ROANOKE TIMES

                         Roanoke Times
                 Copyright (c) 1995, Landmark Communications, Inc.

DATE: TUESDAY, October 25, 1994                   TAG: 9410250058
SECTION: EDITORIAL                    PAGE: A-7   EDITION: METRO 
SOURCE: ELLEN GOODMAN
DATELINE:                                 LENGTH: Medium


RACE, IQ, GENES - AND CONVENIENT PSEUDOSCIENCE

AND YOU thought that Forrest Gump was the mascot of conservatives. All summer, the man with the low IQ and the high VQ - virtue quotient - was the symbol of simple right-wing verities.

Now it's fall and the script has changed. Today Forrest Gump's special classmates have been relegated to the ranks of the poor and the criminal. And, oh yes, more of them are likely to be black.

Gump's mama said, ``Life is like a box of chocolates; you never know what you're gonna get.'' But the authors of a new and controversial book, ``The Bell Curve,'' think life is more like a gene pool. And your IQ predicts what goodies you'll get.

Charles Murray and the late Richard Herrnstein present themselves as two men brave enough to break taboos and speak the unspeakable. In the most intriguing chapters, they posit that the country is ruled by a ``cognitive elite.'' They even claim to be deeply concerned by the division of the country into those who have and have-not gray matter.

But it's clear that they are most uneasy about the problems at the dull end of the bell curve. In mind-numbing detail, they set out to prove that poverty, welfare, illegitimacy and crime are the privy of an intellectual underclass.

They then show that blacks are some 10 to 15 points lower on the IQ scale than whites, and Asians some four to five points higher. And into this volatile mix of ideas, they toss the notion that intelligence is substantially inherited.

I don't know if this daring duo are better arsonists or contortionists. They throw incendiary bombs and offer sprinkles of water to douse the bonfires.

They go to great lengths to define the different intelligence of ethnic and racial groups. Then they say demurely that it shouldn't affect the way we look at individuals in those groups. On what planet?

They say that blacks as a race aren't as smart as whites. Then they suggest that intellectually inferior ``clans'' can base their pride on other attributes. Like, say, rhythm?

I will leave it to their peers to debate the charts and curves about the emergence of a ``cognitive elite.'' But on the subjects of race, IQ and genes, the authors seem less like beleaguered Galileos than like pseudoscientific Creationists. They define blacks as people who call themselves black, hardly a scientific description in a mixed-racial society. Plowing through research, they dismiss many who disagree, and applaud those -including some dubious characters - who agree.

The idea that racial differences in IQ are a matter of genes as well as environment rests on grounds so shaky that I suspect they raised the whole matter in order to break the ``taboo'' against fanning racist sentiments.

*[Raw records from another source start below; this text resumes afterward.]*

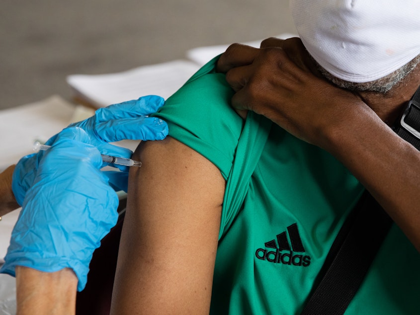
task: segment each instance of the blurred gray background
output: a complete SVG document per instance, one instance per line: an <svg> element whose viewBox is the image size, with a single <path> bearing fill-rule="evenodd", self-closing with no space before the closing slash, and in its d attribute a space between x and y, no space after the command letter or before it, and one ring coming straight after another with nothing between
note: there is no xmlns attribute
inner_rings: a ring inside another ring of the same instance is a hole
<svg viewBox="0 0 420 315"><path fill-rule="evenodd" d="M70 100L69 75L285 32L296 33L288 0L1 0L0 109L53 94Z"/></svg>

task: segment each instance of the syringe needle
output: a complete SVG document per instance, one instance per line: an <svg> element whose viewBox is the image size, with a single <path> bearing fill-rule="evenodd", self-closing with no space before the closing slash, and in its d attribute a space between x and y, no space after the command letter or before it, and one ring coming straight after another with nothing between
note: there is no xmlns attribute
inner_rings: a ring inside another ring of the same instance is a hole
<svg viewBox="0 0 420 315"><path fill-rule="evenodd" d="M43 145L39 141L37 141L34 144L33 151L35 152L38 152L40 150L45 151L48 150L51 147L51 146ZM102 157L102 160L106 163L111 163L112 164L117 164L118 165L123 165L126 166L137 166L140 167L142 166L141 162L140 161L135 161L131 158L118 158L118 157L107 156L104 154L101 154L101 156Z"/></svg>

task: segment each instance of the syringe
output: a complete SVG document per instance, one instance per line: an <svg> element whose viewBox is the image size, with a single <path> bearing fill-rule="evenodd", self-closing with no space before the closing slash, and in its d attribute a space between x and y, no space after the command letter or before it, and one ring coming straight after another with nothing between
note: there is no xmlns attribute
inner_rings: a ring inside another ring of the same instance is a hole
<svg viewBox="0 0 420 315"><path fill-rule="evenodd" d="M38 152L40 150L45 151L45 150L48 150L51 147L51 146L43 145L39 141L37 141L33 145L33 151L35 152ZM131 158L118 158L117 157L113 157L112 156L106 156L104 154L101 154L101 156L102 156L102 160L106 163L118 164L118 165L123 165L126 166L138 166L140 167L142 166L141 162L140 161L135 161Z"/></svg>

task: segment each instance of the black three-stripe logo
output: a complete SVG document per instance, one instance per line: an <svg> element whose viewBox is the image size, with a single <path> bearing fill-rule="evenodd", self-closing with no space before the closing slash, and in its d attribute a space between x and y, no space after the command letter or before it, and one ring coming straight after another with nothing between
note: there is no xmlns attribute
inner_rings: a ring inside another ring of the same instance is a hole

The discussion about nature and nurture is hardly a new one. You don't have to be a member of a cognitive middle class to believe that we are products of our genes and our environment.

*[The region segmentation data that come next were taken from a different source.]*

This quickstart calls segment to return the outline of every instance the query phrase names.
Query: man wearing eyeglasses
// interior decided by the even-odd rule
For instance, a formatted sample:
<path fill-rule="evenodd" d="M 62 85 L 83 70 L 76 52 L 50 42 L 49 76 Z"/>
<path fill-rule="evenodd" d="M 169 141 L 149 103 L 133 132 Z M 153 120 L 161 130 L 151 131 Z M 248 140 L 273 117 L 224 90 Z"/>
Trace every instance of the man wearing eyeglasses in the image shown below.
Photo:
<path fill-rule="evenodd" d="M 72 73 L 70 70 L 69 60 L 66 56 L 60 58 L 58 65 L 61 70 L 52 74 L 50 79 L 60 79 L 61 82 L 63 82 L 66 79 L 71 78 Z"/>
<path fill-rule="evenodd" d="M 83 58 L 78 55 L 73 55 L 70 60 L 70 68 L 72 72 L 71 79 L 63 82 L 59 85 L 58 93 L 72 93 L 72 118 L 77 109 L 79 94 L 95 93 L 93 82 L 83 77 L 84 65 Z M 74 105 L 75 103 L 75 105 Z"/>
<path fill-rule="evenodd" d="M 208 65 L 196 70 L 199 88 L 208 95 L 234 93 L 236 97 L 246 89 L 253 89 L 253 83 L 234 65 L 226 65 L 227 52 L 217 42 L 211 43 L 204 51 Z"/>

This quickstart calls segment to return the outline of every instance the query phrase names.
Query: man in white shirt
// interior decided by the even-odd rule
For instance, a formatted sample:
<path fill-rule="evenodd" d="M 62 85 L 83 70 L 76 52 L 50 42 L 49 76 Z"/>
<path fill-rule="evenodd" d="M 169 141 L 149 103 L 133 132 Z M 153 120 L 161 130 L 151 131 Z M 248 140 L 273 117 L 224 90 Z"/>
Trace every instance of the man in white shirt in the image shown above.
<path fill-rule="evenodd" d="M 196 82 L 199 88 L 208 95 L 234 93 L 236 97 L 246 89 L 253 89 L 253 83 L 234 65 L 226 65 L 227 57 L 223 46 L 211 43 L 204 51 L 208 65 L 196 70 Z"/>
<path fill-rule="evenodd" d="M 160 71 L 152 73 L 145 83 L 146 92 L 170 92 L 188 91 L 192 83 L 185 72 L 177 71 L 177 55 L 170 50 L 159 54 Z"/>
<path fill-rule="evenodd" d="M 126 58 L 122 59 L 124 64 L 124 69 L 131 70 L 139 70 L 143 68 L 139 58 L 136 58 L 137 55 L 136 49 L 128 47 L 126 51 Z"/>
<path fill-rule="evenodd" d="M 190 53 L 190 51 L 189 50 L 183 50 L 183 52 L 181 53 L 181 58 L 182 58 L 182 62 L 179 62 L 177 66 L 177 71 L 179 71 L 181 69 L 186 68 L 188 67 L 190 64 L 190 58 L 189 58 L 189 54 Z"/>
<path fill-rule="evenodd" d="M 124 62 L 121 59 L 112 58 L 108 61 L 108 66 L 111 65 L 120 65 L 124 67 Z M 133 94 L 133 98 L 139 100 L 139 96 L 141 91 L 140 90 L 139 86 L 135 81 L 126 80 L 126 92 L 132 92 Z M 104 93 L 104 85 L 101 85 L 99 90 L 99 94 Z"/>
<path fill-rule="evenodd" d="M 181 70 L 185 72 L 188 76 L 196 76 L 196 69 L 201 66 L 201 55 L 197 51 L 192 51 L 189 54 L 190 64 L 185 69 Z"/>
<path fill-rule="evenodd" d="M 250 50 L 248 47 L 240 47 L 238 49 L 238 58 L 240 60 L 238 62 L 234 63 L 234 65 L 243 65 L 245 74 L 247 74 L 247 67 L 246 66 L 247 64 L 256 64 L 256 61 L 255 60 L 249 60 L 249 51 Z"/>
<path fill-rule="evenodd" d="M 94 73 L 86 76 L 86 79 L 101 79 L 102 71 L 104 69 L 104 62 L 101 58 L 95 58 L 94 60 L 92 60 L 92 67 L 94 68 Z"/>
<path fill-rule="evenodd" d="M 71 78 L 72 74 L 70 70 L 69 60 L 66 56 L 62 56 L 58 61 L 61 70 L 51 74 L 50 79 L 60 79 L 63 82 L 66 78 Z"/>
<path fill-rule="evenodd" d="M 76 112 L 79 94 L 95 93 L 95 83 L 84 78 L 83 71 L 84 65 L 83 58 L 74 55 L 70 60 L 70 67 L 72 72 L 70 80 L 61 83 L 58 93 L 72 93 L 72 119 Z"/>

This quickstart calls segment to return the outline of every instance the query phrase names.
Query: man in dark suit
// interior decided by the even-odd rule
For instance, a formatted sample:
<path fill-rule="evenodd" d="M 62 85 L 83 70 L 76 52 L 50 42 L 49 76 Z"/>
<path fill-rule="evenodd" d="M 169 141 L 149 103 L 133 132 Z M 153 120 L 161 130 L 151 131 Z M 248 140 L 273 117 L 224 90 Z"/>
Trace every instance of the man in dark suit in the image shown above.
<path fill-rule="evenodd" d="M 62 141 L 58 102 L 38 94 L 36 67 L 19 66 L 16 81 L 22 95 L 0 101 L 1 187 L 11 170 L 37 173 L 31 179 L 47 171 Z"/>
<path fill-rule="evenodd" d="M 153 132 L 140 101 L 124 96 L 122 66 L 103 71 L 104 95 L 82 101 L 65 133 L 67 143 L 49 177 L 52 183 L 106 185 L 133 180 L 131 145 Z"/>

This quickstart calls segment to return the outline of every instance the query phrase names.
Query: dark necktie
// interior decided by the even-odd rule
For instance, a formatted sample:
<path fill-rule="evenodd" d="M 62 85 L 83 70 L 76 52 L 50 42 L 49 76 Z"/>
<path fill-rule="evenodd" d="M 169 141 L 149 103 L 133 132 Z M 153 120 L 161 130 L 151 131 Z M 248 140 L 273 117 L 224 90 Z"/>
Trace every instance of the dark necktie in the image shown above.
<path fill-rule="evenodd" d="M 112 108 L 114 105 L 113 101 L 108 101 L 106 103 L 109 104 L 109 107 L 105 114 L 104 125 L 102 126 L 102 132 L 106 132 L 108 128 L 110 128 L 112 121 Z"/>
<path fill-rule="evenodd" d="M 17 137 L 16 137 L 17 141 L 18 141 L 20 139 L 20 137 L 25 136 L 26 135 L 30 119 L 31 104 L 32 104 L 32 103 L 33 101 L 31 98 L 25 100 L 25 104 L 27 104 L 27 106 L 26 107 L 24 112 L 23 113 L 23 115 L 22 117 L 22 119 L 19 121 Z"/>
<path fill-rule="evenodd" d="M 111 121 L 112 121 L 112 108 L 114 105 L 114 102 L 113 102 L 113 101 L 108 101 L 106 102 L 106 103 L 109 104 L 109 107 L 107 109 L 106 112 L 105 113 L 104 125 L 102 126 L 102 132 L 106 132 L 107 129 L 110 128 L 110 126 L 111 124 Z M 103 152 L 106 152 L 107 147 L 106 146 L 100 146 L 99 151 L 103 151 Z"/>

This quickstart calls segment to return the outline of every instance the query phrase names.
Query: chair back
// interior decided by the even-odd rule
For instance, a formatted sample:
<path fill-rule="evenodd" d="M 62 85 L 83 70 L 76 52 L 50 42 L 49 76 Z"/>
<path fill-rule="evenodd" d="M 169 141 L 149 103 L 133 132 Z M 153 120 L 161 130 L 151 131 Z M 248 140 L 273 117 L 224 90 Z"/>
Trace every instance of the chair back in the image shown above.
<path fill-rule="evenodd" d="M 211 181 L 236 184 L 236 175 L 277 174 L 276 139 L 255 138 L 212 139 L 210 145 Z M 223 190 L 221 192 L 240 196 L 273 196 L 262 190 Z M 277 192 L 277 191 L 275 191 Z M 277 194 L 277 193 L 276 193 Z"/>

But with all the attention to ``The Bell Curve,'' I can feel the emphasis shifting again to nature. And that's not a coincidence. For one thing, genetic discoveries are on the front pages every day. We are predisposed to believe such things as the preposterous statement Herrnstein made before his death: ``If you accept the correlation between crime and IQ, then some people are genetically disposed to break the law.''

More importantly, we're becoming politically predisposed to accept the idea that some of our social problems are encoded in the DNA. It's all rather convenient.

In optimistic times, Americans believe in change, including the ability to change lives. We set about changing circumstances, opportunities, environments.

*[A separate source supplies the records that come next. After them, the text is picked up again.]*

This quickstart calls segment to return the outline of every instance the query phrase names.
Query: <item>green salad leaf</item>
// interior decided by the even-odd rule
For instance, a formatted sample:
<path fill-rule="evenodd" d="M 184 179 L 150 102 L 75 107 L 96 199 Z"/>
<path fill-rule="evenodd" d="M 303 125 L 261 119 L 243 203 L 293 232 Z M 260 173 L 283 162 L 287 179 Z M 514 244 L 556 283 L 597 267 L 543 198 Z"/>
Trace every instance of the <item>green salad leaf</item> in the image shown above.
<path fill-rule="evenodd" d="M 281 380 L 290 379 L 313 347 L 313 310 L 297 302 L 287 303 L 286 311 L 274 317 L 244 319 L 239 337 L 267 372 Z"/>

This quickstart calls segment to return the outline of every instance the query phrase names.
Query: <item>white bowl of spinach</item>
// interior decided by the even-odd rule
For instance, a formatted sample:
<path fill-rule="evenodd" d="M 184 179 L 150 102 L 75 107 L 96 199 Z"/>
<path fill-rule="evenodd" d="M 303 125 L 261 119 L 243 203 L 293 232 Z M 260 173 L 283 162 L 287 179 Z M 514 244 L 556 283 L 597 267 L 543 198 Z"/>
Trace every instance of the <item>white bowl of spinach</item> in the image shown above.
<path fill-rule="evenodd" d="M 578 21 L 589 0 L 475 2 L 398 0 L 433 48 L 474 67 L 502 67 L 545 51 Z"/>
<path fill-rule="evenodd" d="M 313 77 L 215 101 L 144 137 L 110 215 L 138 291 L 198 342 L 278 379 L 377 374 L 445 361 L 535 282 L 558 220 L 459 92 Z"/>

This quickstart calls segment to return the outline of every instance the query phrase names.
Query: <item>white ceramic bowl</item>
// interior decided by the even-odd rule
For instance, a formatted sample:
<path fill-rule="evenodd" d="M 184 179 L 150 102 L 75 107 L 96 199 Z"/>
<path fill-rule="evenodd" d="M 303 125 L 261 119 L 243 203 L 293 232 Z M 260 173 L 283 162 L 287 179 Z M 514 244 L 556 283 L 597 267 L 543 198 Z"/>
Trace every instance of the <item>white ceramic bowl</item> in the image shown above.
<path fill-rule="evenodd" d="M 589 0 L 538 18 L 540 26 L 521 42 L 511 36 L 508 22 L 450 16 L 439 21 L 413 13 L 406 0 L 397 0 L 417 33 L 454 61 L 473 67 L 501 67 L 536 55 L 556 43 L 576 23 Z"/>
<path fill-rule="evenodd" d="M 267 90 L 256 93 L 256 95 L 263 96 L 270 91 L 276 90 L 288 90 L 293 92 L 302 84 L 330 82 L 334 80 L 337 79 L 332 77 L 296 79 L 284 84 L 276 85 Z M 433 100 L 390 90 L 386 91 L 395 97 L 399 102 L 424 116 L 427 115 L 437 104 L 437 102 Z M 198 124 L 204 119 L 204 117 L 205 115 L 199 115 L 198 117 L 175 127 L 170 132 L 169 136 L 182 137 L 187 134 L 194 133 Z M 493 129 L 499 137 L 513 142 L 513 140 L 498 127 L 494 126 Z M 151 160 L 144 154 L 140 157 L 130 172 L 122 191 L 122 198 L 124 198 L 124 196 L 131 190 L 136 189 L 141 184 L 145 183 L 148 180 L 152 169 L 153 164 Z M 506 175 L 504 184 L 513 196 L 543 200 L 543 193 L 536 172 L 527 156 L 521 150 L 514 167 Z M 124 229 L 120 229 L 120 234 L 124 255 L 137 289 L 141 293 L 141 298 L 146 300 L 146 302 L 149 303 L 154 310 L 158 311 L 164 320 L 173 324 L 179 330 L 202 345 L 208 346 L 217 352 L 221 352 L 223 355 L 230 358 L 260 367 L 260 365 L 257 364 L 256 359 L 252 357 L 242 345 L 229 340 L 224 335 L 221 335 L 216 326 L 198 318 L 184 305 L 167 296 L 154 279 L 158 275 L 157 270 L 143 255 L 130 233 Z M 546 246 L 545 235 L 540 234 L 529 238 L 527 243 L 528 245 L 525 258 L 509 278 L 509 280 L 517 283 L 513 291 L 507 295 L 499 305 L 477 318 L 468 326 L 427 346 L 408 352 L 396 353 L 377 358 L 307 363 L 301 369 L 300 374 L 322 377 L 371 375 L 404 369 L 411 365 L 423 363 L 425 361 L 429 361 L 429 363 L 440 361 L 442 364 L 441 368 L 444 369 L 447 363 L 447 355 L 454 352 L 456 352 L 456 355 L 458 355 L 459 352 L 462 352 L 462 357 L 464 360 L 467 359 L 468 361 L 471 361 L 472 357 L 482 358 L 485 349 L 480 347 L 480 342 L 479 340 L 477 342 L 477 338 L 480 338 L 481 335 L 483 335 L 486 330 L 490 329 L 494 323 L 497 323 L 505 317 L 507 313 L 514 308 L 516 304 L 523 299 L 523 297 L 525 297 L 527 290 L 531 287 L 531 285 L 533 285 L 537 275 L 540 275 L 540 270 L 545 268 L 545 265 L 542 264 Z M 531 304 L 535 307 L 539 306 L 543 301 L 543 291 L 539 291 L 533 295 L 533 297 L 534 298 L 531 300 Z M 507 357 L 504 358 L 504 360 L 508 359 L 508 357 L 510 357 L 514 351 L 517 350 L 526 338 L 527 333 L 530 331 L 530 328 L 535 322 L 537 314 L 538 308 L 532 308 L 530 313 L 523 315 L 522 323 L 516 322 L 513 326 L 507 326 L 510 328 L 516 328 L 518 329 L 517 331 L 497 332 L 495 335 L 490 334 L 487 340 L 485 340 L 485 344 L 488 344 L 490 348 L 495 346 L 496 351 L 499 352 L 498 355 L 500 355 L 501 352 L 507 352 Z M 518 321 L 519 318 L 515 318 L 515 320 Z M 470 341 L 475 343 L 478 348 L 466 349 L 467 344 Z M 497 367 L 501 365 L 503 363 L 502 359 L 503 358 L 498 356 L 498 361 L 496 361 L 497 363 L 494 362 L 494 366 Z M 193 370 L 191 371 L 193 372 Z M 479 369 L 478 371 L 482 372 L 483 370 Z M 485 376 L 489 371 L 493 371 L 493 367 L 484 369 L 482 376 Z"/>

In pessimistic times like these, when we are dubious about change itself and more dubious about social programs, we're much more likely to adopt the stance that human nature is immutable. It not only feeds off our gloom, it lets us off the hook.

Charles Murray is the cheerful king of the pessimists. Last year, he blamed our problems on illegitimacy. This year, he blames them on stupidity. Is there an echo of eugenics?

The ideas fit neatly into the vogue for other Murray favorites like doing away with welfare. And next maybe universal education. As he pronounces: ``For many people there is nothing they can learn that will repay the cost of the teaching.''

This is one ``Bell'' that rings with despair. It's a treatise from the dark side of conservatism, a place that fuels not only racism, but fatalism. It was quite enough to make this reader nostalgic for even the featherweight sentiments of Forrest Gump and his park-bench optimism.